# Customization Dataset Preparation

NeMo LLM Customization service requires data to be in the form of .jsonl file with each line having only two fields (namely prompt and completion).

However, you might not have your data readily in this format (or even filetype).

This tutorial will help you to convert from what you have to what you will need quickly and easily.

What you will need:


1.   NeMo LLM Python Client
2.   Your datafile (in the form of a .jsonl, .json, .csv, .tsv or .xlsx). Each row should contain one sample. Make sure that the directory your file is in is readable and writeable, otherwise, please change it using chmod. Don't worry, we will not overwrite your existing file.

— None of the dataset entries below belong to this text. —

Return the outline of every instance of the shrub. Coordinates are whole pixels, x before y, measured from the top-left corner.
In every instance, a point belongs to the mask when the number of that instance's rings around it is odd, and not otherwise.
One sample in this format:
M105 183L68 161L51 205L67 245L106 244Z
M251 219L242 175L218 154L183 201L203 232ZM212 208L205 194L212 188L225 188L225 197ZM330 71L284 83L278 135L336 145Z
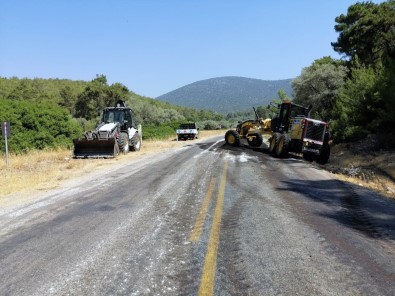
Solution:
M0 122L9 121L9 149L21 153L30 149L71 147L82 130L64 108L50 102L0 99ZM5 151L5 141L0 142Z

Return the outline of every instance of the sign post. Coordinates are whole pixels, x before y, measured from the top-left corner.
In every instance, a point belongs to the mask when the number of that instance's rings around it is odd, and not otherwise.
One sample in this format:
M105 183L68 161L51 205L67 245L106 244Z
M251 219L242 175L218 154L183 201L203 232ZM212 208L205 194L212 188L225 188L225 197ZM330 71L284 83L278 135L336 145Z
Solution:
M1 123L1 134L5 140L5 161L6 167L8 171L9 162L8 162L8 137L11 135L11 126L9 122L2 122Z

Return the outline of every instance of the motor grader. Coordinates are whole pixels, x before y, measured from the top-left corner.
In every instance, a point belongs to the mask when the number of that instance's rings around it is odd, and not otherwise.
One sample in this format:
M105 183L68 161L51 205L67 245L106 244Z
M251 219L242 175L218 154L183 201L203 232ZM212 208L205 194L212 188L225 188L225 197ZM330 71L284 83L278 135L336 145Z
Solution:
M277 108L278 112L272 119L264 120L265 126L270 126L264 131L265 134L270 134L269 153L276 157L284 157L288 152L301 153L308 161L327 163L330 156L329 126L324 121L309 117L312 106L303 107L290 100L283 100ZM243 123L238 125L236 131L225 134L226 143L239 145L242 125ZM247 128L247 125L244 126ZM262 131L251 127L251 133ZM250 131L243 133L249 135ZM262 134L256 138L261 138Z
M225 134L225 142L232 146L240 146L245 139L249 146L257 148L263 143L263 135L271 135L270 119L259 118L255 112L255 119L240 121L236 130L229 130Z
M135 126L132 110L123 101L103 110L101 122L82 138L74 139L74 158L108 158L120 152L139 151L142 143L141 125Z

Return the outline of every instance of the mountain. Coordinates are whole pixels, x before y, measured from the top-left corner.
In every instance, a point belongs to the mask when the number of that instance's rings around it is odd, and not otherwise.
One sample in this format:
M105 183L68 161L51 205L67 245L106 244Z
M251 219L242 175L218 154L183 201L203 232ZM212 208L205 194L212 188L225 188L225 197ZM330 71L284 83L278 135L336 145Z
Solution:
M252 107L266 106L278 99L283 89L292 94L292 79L261 80L245 77L218 77L197 81L157 97L173 105L208 109L218 113L245 111Z

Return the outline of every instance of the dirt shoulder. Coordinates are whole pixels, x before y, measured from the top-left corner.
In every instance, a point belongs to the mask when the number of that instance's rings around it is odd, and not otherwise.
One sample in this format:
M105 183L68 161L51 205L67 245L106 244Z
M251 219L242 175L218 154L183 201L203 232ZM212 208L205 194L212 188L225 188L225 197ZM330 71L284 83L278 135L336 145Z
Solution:
M395 151L370 149L363 143L334 145L325 169L395 200Z

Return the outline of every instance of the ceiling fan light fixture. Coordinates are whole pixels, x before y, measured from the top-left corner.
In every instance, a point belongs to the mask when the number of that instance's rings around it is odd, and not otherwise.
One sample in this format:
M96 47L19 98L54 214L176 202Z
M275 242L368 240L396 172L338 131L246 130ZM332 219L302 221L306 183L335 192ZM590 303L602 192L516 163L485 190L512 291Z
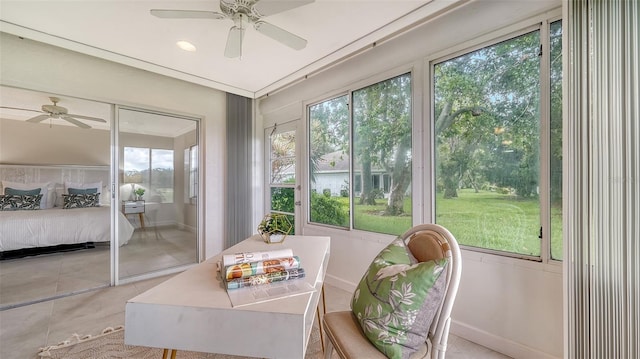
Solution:
M276 40L294 50L302 50L307 40L283 28L262 20L269 16L285 12L315 0L220 0L220 10L175 10L151 9L151 15L162 19L230 19L234 25L229 30L224 55L228 58L242 57L242 42L248 25L253 25L259 33ZM180 46L180 45L179 45ZM193 50L186 50L193 51Z
M195 52L197 50L196 46L192 43L190 43L189 41L185 41L185 40L180 40L178 42L176 42L176 45L178 45L179 48L181 48L184 51L189 51L189 52Z

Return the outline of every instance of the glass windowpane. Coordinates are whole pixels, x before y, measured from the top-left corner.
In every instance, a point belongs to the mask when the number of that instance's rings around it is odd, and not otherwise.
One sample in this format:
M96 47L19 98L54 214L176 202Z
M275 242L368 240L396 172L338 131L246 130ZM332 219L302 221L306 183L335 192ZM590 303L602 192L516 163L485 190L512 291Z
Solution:
M540 256L539 32L438 63L436 222L467 246Z
M271 210L293 213L294 196L293 188L271 187Z
M310 220L349 226L349 106L341 96L309 107Z
M551 258L562 259L562 21L550 27Z
M271 136L271 183L296 182L295 131Z
M353 227L402 234L412 225L411 74L353 92L353 153Z

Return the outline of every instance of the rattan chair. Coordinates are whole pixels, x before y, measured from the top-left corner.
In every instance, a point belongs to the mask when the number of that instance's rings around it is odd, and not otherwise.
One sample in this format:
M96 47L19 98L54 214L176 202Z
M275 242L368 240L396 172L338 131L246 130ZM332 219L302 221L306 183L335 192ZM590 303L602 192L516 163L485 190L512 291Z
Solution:
M446 292L436 312L426 342L412 358L444 359L451 323L451 309L458 292L460 282L460 248L454 236L437 224L421 224L402 234L411 254L420 262L443 257L449 258L446 277ZM333 351L342 359L386 358L365 337L358 321L351 311L326 313L323 317L323 329L326 340L325 359Z

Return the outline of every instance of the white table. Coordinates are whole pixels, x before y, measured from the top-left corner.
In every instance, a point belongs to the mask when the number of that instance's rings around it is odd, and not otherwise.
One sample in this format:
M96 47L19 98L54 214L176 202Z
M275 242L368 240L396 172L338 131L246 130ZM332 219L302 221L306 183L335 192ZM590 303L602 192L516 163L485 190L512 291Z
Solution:
M250 237L127 301L125 343L262 358L303 358L329 261L329 237ZM216 274L222 254L291 248L315 291L233 308Z

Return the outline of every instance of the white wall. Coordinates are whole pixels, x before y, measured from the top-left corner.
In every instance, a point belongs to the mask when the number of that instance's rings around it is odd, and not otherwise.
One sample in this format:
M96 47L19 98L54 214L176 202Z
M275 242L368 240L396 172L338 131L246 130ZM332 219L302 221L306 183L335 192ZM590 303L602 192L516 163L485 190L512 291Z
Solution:
M5 33L0 47L3 85L202 118L205 256L223 249L224 92Z
M0 119L0 163L108 166L109 131Z
M304 119L304 104L402 71L414 73L414 223L430 222L428 61L495 38L495 32L535 25L560 15L560 1L476 1L362 55L259 100L265 127ZM545 14L545 12L549 12ZM489 33L492 33L488 36ZM258 131L260 133L260 131ZM305 146L302 146L303 148ZM304 161L304 159L302 159ZM304 170L302 171L304 173ZM306 179L301 180L305 185ZM420 187L422 185L422 187ZM423 194L423 195L419 195ZM304 217L306 218L306 217ZM373 257L392 236L303 225L308 235L331 236L329 283L353 290ZM562 357L562 268L463 251L463 273L452 332L519 358Z

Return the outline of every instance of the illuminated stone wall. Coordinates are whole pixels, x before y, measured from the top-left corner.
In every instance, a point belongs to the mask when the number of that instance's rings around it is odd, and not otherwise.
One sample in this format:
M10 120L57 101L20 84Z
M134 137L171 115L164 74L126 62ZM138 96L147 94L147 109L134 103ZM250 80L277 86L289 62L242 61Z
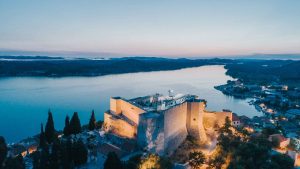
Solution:
M139 115L145 112L125 100L121 101L121 111L124 116L133 121L135 124L139 124Z
M115 114L121 114L121 98L119 97L111 97L110 98L110 111Z
M137 143L147 151L164 154L164 118L161 114L140 115Z
M172 107L164 112L164 149L169 154L186 139L187 103Z
M232 112L204 112L203 126L205 128L222 127L226 117L232 121Z
M115 118L107 112L104 113L104 125L106 132L111 132L121 137L135 138L137 134L136 126L133 126L120 118Z
M121 98L110 99L110 110L117 115L124 115L135 124L139 123L139 115L145 111Z
M113 97L110 99L110 111L104 113L105 130L121 137L135 138L139 115L144 112L144 110L120 97Z
M189 135L193 136L201 143L207 141L206 133L203 127L203 114L205 109L204 102L187 103L187 121L186 127Z

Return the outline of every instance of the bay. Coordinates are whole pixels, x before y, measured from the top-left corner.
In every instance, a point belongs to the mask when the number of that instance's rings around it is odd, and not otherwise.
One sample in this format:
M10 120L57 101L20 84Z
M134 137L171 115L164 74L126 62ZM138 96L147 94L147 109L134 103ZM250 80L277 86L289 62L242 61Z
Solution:
M78 112L82 124L91 111L97 120L109 109L109 98L133 98L154 93L189 93L207 100L207 109L230 109L238 115L261 115L248 100L225 96L214 86L231 77L224 66L202 66L175 71L156 71L99 77L10 77L0 78L0 135L16 142L40 132L40 124L53 113L56 129L63 129L66 115Z

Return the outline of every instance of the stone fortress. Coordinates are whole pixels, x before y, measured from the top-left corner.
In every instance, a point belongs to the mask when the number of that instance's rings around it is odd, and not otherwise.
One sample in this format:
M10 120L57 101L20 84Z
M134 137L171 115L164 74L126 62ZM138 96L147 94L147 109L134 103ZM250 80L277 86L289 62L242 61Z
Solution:
M140 148L169 155L186 139L206 143L206 128L222 126L232 112L208 112L206 101L195 95L154 94L126 100L110 99L104 113L104 130L120 137L135 139Z

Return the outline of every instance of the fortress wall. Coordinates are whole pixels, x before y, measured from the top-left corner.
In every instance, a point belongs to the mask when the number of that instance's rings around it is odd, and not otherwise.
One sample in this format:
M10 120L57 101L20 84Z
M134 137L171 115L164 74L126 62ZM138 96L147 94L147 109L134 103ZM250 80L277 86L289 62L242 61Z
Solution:
M143 109L121 98L110 98L110 110L117 115L123 114L136 124L139 122L139 114L145 112Z
M152 153L163 155L164 153L164 124L163 115L157 117L145 117L140 115L138 126L138 146Z
M193 129L197 128L199 124L199 103L188 102L187 103L187 119L186 127L187 130L194 131Z
M121 114L121 99L110 98L110 110L116 114Z
M232 121L232 112L204 112L203 124L205 128L211 128L215 126L223 126L226 117Z
M126 138L135 138L137 134L137 128L135 126L132 126L122 119L114 118L108 113L104 113L104 122L107 132Z
M187 103L187 130L188 133L201 142L207 140L203 127L204 102Z
M126 116L131 121L135 122L135 124L139 124L139 115L145 112L145 110L125 100L121 101L121 111L124 116Z
M138 145L160 155L171 154L186 139L188 134L206 141L204 128L223 126L225 118L232 120L231 112L206 112L204 102L184 102L161 113L149 113L123 100L111 98L111 111L104 113L106 131L116 135L137 138ZM131 124L122 116L137 124Z
M164 148L170 154L186 138L187 103L177 105L164 112Z

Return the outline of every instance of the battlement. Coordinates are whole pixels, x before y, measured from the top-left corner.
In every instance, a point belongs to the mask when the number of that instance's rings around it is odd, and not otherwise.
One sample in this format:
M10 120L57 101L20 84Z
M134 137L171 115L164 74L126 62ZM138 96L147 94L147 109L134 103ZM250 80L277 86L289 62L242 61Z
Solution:
M199 99L196 95L176 94L174 96L164 96L157 93L154 95L133 98L128 101L145 111L164 111L186 101L204 102L205 100Z

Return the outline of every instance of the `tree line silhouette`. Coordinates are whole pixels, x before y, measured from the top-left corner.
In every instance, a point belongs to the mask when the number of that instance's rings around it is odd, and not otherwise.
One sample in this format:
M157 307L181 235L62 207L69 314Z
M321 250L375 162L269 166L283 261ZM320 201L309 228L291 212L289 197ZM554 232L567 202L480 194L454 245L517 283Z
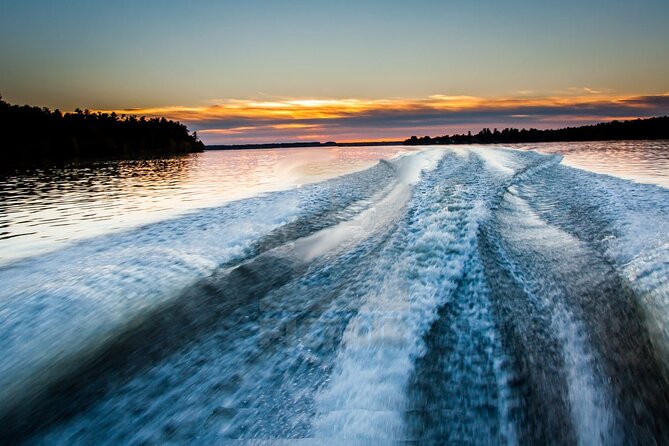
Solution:
M0 97L2 164L30 166L91 159L132 159L201 152L185 125L165 118L51 111L11 105Z
M555 130L484 128L476 135L471 132L444 136L412 136L404 141L409 145L425 144L511 144L559 141L612 141L623 139L669 139L669 116L630 121L611 121L582 127Z

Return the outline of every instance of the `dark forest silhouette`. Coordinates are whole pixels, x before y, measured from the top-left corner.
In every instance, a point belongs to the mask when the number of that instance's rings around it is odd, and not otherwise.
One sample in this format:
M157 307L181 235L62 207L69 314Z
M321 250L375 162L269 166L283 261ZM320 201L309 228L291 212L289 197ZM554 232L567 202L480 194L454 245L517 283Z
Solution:
M61 113L10 105L0 97L2 165L30 166L92 159L132 159L201 152L185 125L165 118Z
M424 144L511 144L558 141L613 141L632 139L669 139L669 116L631 121L611 121L583 127L556 130L506 128L501 132L484 128L476 135L423 136L404 141L410 145Z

# Proof-read/validate data already in prompt-and-completion format

If you have your dataset in the prompt and completion format, you can use this tool to check that the way your dataset is prepared is suitable for the  Customization service. 

With close to a dozen consideration factors that makes training optimal, there might just be something you overlook (we all do!). 

In [None]:
#cd to the directory containing dataset_validation.py

!python dataset_validation.py --filename <filename>

# Making changes following tool recommendations

After running this code, you see a list of suggestions to use under ACTIONABLE MESSAGES as well as some insights into your dataset under INFORMATIONAL MESSAGES.

We suggest you prioritize changes suggested under ACTIONABLE MESSAGES but also have a look at the INFORMATIONAL MESSAGES to ensure that changes are done in an expected manner.

Many ACTIONABLE MESSAGES will include an additional you can add to previous command such as `--drop_duplicates` or `--long_seq_model`

For instance, if you would like to drop duplicate samples, run

```
!python dataset_validation.py --filename <filename> --drop_duplicates
```

There will also be recommendations that have to be done outside of the functionality of this tool. For instance, if you have too few datapoints, you might need to add a few more.


# Formatting data into Prompt/Completion

If you have data that is not already in Prompt/Completion format, we can also help.

For instances, if you are working on a Question Answering Task, you would typically have the columns `context`, `question` and `answer`

To format context and question into a prompt, we can use the flag 

```
--prompt_template "Context: {context} Question: {question} Answer:"
```

This tool will make use of this template to convert your data into a prompt field

Similarly, this can work for the completion template

```
--completion_template "{answer}"
```


In [None]:
!python dataset_validation.py --filename <filename> --prompt_template "Context: {context} Question: {question} Answer:" --completion_template "{answer}"

# Additional Methods included in this tool


1.   `--long_seq_model` :Use this flag to allow the preparation tool to allow a higher max sequence length (from 10000 chars to 40000 chars)
2.   `--drop_duplicates` : Use this flag to drop rows that are exactly the same for both prompt and completion
3.   `--split_train_validation` : Use this flag to split one file into separate train and validation files.
4.   `--val_proportion 0.1`: Use a float (default 0.1) between 0 and 1 to control how much of the dataset to allocate to the validation set and the remaining for the train dataset.